Many colorful stars are packed close together in this image of the globular cluster NGC 1805, taken by the NASA/ESA Hubble Space Telescope.
This tight grouping of thousands of stars is located near the edge of the Large Magellanic Cloud, a satellite galaxy of our own Milky Way. The stars orbit closely to one another, like bees swarming around a hive. In the dense center of one of these clusters, stars are 100 to 1,000 times closer together than the nearest stars are to our Sun, making planetary systems around them unlikely.
The striking difference in star colors is illustrated beautifully in this image, which combines different types of light: blue stars, shining brightest in near-ultraviolet light, and red stars, illuminated in red and near-infrared.
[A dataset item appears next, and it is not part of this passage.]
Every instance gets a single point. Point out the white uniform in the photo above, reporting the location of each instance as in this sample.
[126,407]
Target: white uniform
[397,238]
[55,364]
Space telescopes like Hubble can observe in the ultraviolet because they are positioned above Earth’s atmosphere, which absorbs most ultraviolet light, making it inaccessible to ground-based facilities.
This young globular cluster can be seen from the Southern Hemisphere, in the Dorado constellation, which is Portuguese for dolphinfish. Usually, globular clusters contain stars that are born at the same time. NGC 1805, however, is unusual as it appears to host two different populations of stars with ages millions of years apart. Observing such clusters of stars can help astronomers understand how stars evolve, and what factors determine whether they end their lives as white dwarfs or explode as supernovae.